Christmas Conundrums




This Christmas season is pretty different from the many previous ones, both personally and politically. Leaving the personal for later, the politics of Christmas has captured attention. Most part of it being unnecessary, unwarranted and unscrupulous. Couple of issues, the diktat to celebrate Christmas as ‘good governance day’ by HRD ministry and the ’Anti Conversion Bill’ pertaining to the conversion-reconversion matter has put the spotlight on a festival like never before.

Having studied in a missionary school, this issue is of particular interest to me and many of my classmates. The school never imposed any of the missionary beliefs upon its students. Yes it did not celebrate Ganesh Puja, which was celebrated with aplomb in the state high schools (although they did not celebrate Christmas). But Christmas was celebrated in a fashion which had no religious underpinnings that would make anyone uncomfortable. Did any of the students convert to Christianity after studying there for a decade? No.

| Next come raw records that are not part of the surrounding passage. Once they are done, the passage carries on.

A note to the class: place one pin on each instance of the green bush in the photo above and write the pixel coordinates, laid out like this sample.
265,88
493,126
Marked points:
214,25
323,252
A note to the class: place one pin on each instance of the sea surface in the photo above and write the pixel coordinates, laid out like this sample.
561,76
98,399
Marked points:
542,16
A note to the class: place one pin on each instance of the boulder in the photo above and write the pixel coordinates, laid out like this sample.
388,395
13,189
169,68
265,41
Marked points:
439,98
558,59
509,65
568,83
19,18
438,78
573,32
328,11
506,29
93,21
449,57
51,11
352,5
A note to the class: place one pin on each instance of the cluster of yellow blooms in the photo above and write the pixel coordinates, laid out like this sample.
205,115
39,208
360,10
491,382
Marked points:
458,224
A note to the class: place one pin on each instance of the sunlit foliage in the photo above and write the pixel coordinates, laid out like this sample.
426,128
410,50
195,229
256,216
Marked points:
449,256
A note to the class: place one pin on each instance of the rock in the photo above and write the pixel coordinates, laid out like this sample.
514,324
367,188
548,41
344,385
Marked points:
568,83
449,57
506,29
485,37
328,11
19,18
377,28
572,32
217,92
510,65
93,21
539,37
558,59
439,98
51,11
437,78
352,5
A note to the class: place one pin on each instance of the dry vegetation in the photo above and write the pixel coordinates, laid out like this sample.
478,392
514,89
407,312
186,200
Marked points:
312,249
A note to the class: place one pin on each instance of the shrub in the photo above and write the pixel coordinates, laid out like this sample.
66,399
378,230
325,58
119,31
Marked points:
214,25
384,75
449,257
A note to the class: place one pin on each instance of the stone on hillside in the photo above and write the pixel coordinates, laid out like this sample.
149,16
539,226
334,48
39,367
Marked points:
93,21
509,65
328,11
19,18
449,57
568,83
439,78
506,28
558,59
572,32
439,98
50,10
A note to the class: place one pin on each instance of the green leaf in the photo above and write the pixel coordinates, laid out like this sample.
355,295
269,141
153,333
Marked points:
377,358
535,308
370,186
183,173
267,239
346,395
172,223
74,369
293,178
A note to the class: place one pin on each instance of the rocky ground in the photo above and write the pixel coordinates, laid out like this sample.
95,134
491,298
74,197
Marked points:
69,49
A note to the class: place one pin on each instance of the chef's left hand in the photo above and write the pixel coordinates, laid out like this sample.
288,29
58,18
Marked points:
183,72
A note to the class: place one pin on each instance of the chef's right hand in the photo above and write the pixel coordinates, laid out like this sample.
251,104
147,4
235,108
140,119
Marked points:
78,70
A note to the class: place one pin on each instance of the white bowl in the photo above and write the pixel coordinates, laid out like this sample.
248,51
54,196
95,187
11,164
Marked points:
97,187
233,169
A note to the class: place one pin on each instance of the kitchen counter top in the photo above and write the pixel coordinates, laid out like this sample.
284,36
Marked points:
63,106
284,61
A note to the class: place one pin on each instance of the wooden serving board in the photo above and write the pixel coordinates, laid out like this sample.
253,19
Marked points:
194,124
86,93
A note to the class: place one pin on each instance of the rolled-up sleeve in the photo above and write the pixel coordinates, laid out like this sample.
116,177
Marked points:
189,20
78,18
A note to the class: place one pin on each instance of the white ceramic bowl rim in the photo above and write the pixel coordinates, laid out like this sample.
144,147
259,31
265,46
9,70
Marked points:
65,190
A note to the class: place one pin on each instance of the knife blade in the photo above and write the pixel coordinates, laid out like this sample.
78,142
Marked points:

22nd January 1999. Graham Staines with two children was burnt alive in Keonjhar, Odisha. At an impressionable age and in class X, this horrific crime brought to fore the various narratives of conversion. The topic also came up during various discussions in classroom and with teachers who were priests. Not only did we discuss the matter dispassionately, at no time was truth suppressed. Article 25, the mission of the missionaries, the ethics of it, everything related was kept on the debate table. Such was the secular environment of my school.

If Article 25 has allowed everyone to 'propagate' (other than professing and practicing) ones religion, what is the legal tenacity that must apply to conversions that aren’t forced? If someone is forced, he/she will not they report the matter nevertheless? What is important, god or food? Is it ethical to take advantage of one’s poverty, one’s non-egalitarianism to convert? Is reconversion a ploy to capture the various quotas that the state provides? 

Proselytisation (forceful conversion) by luring has been the mischief evangelists have been up to since long. Though ethically it is wrong, is there a legal framework to address this issue effectively. If mass conversions are to be banned, what number would the ceiling be at? Reconversions are legally fine too. It is after all ones right to choose ones religion. But the spectacle that these, both conversions and reconversions, create and the social engineering they intend to bring about spell danger for the social fabric. Sadly it is the poor who is the football in this game. A Babasaheb becoming Buddhist, a Dharmendra becoming Muslim, doesn’t create flutter.

Such and many other questions have answers and they are rational ones. Education, they say, liberates you. It takes you above these petty matters, the squabbles of the fanatics, the politics of religion. Looking at the hate spewed in social networks, it doesn’t appear to be true. The ministry handling education perhaps thinks Christianity as a foreign festival which need not be granted the importance of a holiday. Saraswati Sishu Mandir’s, a chain of saffron schools, have long been denying holiday on national holidays like Eid. 

The wide fold and acceptance in Hinduism is its beauty. The cakes of Christmas are to be enjoyed, and so are the carols. The festivity in winter, the warmth that it brings is important. The divisiveness in labels is a scourge that eats up a society. What bigger label than religion after all, which thankfully or otherwise, has a uniting factor like no other.

1 comment:

  1. Your example of the school you studied in is proof enough of how we are perceiving religion and religious mentality. We all have grown up in an environment that was devoid of any hatred towards communities other than us. But increasingly, everything these days is given a religious angle. Conversions are/must be an individual choice. Let's not allow monsters take advantage of the religious divide.